Have you ever had a friend tell you to “try” some Japanese, Lebanese, Filipino, or Mexican food—but they don’t tell you what it’s called?

Then, right as you savor your first bite, they light up with a grin and explain that you just ate a cow’s brain or a chicken fetus.

If you’re squeamish, you’d probably never try had tried that baby chicken fetus if you knew what it was in the first place.

That same principle should apply to dieting. So what’s the difference?

People don’t care about nutrition labels!

These labels often look confusing and unfriendly, but they’re actually your cheat sheet to portioning.

Let’s say Jan’s shopping at the market for some oatmeal. Upon comparing flavors, she decides to go with the package that says “fat-free” in bold letters across the front.

Once Jan arrives at home, though, she notices that there’s MUCH more sugar per packet of oatmeal than she thought (she missed that part of the label).

It dawns on her that her doctor JUST told her to ease up on her sugar intake or she’ll become pre-diabetic. Yet had she not read the label, she would’ve assumed that the oatmeal was nutritious and therefore ok to eat in a large bowl.

Now, she can adjust her breakfast by eating less oatmeal in a smaller bowl, maybe with some fiber-rich granola sprinkled on top.

THAT’S how you portion the right way. When it’s clear that the stuff you’re about to eat is horrible for your body, you’ll think twice about eating as much of whatever you happen to be eating (or, even better, not eating that snack at all).

 

Get pre-portioned snacks

Don’t feel like doing the math and dividing up your food?

There’s an easy solution for you! Plenty of snacks come in pre-portioned packets that take the guesswork out of dieting.

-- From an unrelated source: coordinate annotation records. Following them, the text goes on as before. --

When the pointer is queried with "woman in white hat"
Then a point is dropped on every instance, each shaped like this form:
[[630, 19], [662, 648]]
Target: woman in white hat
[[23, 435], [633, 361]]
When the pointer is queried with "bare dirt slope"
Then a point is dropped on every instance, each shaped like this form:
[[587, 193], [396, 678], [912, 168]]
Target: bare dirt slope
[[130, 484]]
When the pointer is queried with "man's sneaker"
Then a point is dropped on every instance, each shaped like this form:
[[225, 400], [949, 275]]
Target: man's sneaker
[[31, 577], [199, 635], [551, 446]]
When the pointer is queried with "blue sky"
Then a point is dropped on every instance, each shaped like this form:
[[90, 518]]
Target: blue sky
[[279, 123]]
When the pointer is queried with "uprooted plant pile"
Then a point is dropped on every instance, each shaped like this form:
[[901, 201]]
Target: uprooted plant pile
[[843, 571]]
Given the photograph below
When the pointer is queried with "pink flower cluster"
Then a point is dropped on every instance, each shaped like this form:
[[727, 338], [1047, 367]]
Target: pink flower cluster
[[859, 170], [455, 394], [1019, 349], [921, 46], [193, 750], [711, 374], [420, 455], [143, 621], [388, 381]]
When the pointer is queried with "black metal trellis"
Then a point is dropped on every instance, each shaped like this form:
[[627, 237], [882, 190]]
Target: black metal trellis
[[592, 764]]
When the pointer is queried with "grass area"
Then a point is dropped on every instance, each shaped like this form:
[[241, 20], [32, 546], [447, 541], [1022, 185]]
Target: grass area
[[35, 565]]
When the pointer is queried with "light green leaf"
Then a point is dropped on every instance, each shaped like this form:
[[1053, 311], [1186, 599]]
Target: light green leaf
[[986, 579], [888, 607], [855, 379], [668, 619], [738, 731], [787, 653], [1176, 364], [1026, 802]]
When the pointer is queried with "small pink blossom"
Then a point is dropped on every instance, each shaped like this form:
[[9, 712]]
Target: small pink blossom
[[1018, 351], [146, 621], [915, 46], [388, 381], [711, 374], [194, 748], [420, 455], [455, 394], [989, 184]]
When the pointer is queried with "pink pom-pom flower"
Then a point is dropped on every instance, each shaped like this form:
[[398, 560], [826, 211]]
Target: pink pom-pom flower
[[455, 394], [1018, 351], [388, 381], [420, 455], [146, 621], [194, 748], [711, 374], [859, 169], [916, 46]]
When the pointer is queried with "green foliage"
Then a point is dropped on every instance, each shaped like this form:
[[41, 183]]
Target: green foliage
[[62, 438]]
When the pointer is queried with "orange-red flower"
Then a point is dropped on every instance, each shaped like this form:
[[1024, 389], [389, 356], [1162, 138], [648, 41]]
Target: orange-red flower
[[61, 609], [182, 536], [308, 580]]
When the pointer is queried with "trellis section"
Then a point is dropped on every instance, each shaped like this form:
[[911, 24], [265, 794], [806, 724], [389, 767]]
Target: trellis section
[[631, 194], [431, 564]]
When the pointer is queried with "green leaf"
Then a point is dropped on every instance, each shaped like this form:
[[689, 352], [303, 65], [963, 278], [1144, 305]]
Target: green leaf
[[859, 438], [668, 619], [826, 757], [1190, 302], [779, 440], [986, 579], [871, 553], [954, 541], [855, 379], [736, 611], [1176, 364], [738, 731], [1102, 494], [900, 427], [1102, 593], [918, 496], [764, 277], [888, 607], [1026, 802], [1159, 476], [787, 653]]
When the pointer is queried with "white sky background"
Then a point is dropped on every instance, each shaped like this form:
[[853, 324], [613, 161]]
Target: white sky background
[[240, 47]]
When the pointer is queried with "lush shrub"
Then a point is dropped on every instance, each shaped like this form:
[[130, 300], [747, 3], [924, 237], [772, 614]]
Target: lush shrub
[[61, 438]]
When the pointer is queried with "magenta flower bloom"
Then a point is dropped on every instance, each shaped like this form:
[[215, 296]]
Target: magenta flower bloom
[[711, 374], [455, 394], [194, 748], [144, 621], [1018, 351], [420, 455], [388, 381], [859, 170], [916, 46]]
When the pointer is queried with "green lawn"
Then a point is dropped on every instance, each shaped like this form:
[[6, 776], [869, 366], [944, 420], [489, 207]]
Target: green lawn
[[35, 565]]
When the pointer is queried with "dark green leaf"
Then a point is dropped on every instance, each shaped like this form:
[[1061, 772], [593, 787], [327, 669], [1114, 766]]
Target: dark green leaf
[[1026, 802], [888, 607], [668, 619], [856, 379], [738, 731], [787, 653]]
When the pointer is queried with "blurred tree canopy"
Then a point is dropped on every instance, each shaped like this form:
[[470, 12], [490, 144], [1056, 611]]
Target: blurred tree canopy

You may have seen those 100-calorie packs of almonds, crackers, etc. These are great for when you’re on the go and don’t have time to properly portion out your food.

One of the hotter trends of today is subscription boxes. You pay a set amount per month to receive 30 days worth of food and snacks. These boxes are designed for people with little idea or time how to portion properly, so if you want the work done for you go ahead and check it out. You can even get boxes designed to meet your specific health goals, whether that be cutting down on carbs or increasing your daily protein intake.